If the parties cannot reach an agreement, the divorce court must decide who walks away with what. Property will be classified as either marital or separate. Only marital property is subject to division. Marital property generally encompasses all property acquired by one or both spouses from the date of marriage through the final divorce hearing.
Separate property is property acquired by the spouse before marriage. It also includes property acquired by gift or inheritance during the marriage. However, if the gift or inheritance is treated like property of both spouses, the court may find the property has been commuted to marital property and is subject to division in the divorce.
Separate property that appreciates in value or generates income during the marriage potentially adds another asset subject to division if the court finds the non-owner spouse contributed significantly to its preservation or appreciation.
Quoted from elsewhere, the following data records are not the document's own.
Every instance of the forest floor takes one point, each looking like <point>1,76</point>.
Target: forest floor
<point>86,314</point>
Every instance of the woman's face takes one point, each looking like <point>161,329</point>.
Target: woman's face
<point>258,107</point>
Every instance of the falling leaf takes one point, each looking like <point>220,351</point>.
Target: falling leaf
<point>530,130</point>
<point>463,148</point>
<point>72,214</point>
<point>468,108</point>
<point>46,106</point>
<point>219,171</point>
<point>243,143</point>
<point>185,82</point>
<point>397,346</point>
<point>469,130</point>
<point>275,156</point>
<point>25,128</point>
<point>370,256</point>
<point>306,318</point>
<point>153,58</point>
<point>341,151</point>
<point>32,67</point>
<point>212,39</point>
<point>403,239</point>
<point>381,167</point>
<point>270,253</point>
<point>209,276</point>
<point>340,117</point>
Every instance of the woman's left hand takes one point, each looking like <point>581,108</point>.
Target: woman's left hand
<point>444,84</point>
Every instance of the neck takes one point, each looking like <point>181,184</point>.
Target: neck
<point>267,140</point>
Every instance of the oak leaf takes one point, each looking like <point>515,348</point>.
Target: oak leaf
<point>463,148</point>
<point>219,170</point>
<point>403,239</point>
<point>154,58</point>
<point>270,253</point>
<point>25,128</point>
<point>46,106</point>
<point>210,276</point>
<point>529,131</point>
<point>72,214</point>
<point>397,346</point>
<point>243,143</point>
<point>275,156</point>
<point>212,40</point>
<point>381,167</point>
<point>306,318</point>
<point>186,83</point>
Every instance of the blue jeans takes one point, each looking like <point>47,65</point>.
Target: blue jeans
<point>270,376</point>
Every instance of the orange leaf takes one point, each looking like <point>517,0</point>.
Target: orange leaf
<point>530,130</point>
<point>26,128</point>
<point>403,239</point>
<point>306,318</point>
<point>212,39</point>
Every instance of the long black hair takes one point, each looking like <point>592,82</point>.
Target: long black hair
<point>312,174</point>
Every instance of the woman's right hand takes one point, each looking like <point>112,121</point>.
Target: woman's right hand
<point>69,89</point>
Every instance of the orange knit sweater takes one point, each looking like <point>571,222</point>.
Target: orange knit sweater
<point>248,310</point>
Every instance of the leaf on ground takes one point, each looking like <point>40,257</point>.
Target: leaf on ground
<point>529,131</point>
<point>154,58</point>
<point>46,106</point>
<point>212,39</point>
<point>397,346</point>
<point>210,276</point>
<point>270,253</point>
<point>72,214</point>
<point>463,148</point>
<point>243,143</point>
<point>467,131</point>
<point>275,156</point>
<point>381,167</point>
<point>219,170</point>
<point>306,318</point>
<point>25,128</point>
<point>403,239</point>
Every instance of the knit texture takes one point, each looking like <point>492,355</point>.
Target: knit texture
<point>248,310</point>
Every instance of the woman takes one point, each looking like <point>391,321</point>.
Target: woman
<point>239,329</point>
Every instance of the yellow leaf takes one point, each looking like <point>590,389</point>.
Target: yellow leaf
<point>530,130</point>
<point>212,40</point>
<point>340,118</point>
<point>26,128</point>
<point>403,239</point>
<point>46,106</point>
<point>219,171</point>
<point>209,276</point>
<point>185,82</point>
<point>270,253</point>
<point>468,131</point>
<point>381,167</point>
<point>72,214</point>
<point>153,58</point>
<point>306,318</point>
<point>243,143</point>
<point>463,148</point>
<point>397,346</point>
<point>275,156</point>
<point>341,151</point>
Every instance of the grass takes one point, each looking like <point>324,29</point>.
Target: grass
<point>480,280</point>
Retirement accounts and pensions associated with employment during the marriage are also subject to division. Disputes over the value of these retirement benefits frequently arise, particularly when the benefits began accruing before the marriage. Expert witnesses, such as a CPA, may be needed to bolster a party’s position on this issue.
Once the marital property is identified and valued, the court will equitably divide the property after consideration of several factors found at Tennessee Code Annotated § 36-4-121(c). The weight given to each factor will depend on the circumstances of each case. One factor which deserves special attention in cases with a misbehaving spouse is “wasteful expenditures” for purposes “contrary to the marriage.”